17th June 2010
"How many times have you been stepped on or kicked by other dancers tonight?"
"Maybe a dozen"
"Doesn't that bother you?"
"You just accept it as the price you pay for dancing" ~ a conversation at Negracha
- The problem
- The Corners - and Killboxes
- The Straights
- The Next Step
- Related articles
The advice given here works well, but in field testing it, I discovered it still had two flaws that could be exploited by other aggressive dancers with no awareness of what floorcraft is and no apparent concern for their follower's (or my) well being. This article fixes these.
So does it work now?
While I haven't tried it in every single London milonga, I have tried it in:
- Quiet and packed venues
- Traditional and Nuevo venues
- Oddly-shaped and rectangular dancefloors
- Venues which encouraged floorcraft, and venues which don't appear to know it exists
- "In" venues and lesser known venues
- Venues with teachers and experienced dancers and venues with mainly beginners
- Even a venue which had tango dancers and Blues dancers on the same floor
So yes, I'm confident that you can use this to dance socially in peace.
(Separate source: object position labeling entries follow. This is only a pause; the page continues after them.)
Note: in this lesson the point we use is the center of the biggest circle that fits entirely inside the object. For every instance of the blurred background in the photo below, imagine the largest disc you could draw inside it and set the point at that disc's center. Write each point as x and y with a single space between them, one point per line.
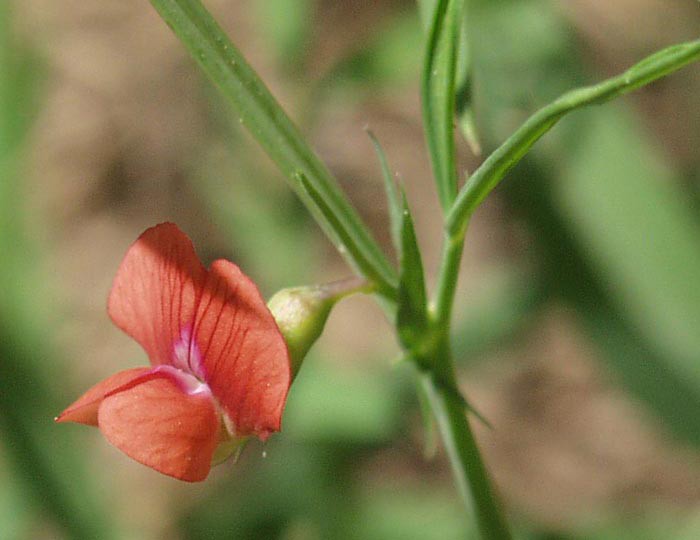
577 322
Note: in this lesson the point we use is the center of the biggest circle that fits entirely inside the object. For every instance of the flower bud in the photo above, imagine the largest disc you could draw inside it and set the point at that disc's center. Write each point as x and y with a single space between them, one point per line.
301 313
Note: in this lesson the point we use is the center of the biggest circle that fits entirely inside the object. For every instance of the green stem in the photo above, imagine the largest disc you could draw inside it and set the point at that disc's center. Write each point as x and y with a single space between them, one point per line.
468 469
492 171
441 309
259 111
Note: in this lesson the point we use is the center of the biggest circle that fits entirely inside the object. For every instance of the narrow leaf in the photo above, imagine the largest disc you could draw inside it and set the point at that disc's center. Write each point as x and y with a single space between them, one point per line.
258 111
346 244
392 194
438 94
492 171
430 434
411 316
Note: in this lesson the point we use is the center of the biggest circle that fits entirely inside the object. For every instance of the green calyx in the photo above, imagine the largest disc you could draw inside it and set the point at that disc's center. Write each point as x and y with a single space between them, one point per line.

Daniel: Don't you know anything you can tell me?
Miyagi: Hai. No get hit. ~ The Karate Kid
Fundamentally in order for someone to collide with you, they have to get close to you. By keeping a reasonable distance from the couple in front, they shouldn't be a problem. Let's face it, when was the last time you saw someone actually trying to continually dance the wrong way around the floor? (The one time I did see this, there was a pile up of people long before they got anywhere near to me).
The problem is the guy behind you. However although he may well tailgate you, unless he's drunk, he shouldn't just walk straight into you. What he'll probably do is one of the following ways of "overtaking"...
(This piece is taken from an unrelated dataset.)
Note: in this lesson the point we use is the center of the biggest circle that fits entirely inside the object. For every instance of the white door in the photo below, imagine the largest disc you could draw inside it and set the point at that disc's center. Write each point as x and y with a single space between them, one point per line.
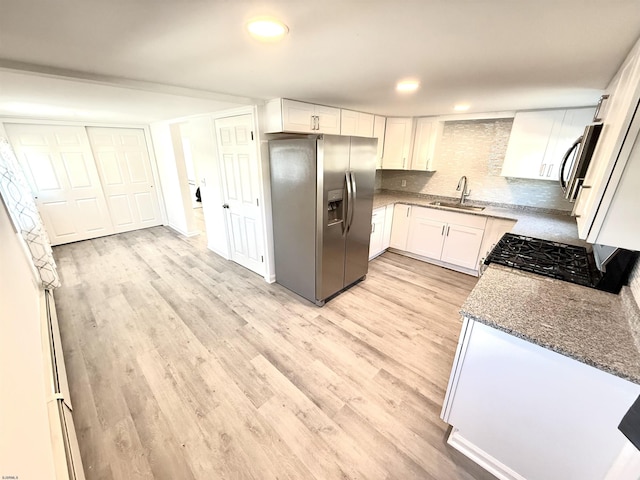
123 163
241 185
64 180
462 246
"Why shouldn't I stand here?"
"Because it's a KILLBOX, Tony! People go there to DIE!" ~ Iron Man 2
Corners are both your friend and a Very Bad Place to be.
It's not unusual for London dancers to cut the corners. In doing so they effectively travel a shorter distance and so overtake you. Unfortunately, the difference in distance isn't really that great so more often they misjudge it and crash into you.
When you come to a corner, go right into it. You're safe there. Now for the Killbox - as you exit the corner, that's when you're vulnerable.
Fortunately even in close embrace you'll always be able to see to your left. So much like joining motorway traffic, make sure that no-one's going to collide with you before you step into the Killbox. I'd also recommend trying to get a bit of space ahead of you so you can get past this danger zone quickly. You really don't want to hang around here.
If you do have someone who's tailgating you and you're near a corner, usually simply going deeply into it will cause them to overtake you. Now they're not a problem any more. Well, not your problem anyway.
But what if you're nowhere near a corner and the guy behind you is tailgating anyway?
Well the first problem that can happen is this. You move to the part of your area shown in the diagram and he'll try to overtake as shown by the arrow.
The only bonus with this is at least people seem to do it quickly. The problem with this is if there isn't quite enough room, then the only safe thing for you to do is to switch lanes and move towards the centre of the room. I see this happen a lot to considerate dancers in London. They start off on the outside and gradually get shuffled into the centre by the more aggressive dancers trying to overtake them on the left.
The solution is to really hug the side. If you're going to take a step that would cause you to move to that part of your area, first get in really close to the side. That way, when you do the step, you'll only be in the middle and he won't be able to try this.
That solves the immediate problem, but it's not fun having someone right up behind you, especially if his follower is wearing heels.
Merlin: What are you doing? You're slowing down, you're slowing down!
Maverick: I'm bringing him in closer, Merlin.
Merlin: You're gonna do what?
Maverick: I'll hit the brakes, he'll fly right by. ~ my favourite scene from Top Gun
You can adopt this strategy to tango. You need to be careful of the timing, but basically you can deliberately shift one lane to the inside and dance on the spot - that is, don't progress. The guy who was tailgating you will zip past and then you can change back into your original lane.
I prefer to use the corners, but as I say, sometimes they're just too far away.
Jester: That was some of the best flying I've seen to date - right up to the part where you got killed. ~ my second favourite scene from Top Gun
Londoners take a fair amount of abuse about the quality of their dancing. Yet quite simply there are plenty of dancers out there who dance with respect for themselves, their partner, the music, and the other dancers.
The problem I've repeatedly seen is that they often don't get to actually dance well, because they're forever having to deal with the insane lack of floorcraft around them. Let's face it, it's hard to be musical when you're being continually edged out of your lane and dodging flying boloes.
Hopefully this method now solves this problem.
Take some time, get the hang of it and you should be able to dance musically and socially in London. If you get the opportunity to combine this with the convoy method, I'd recommend it, but using this method, I can dance a whole night in London without either me or my followers being touched by other dancers.
And yes, that does include Negracha.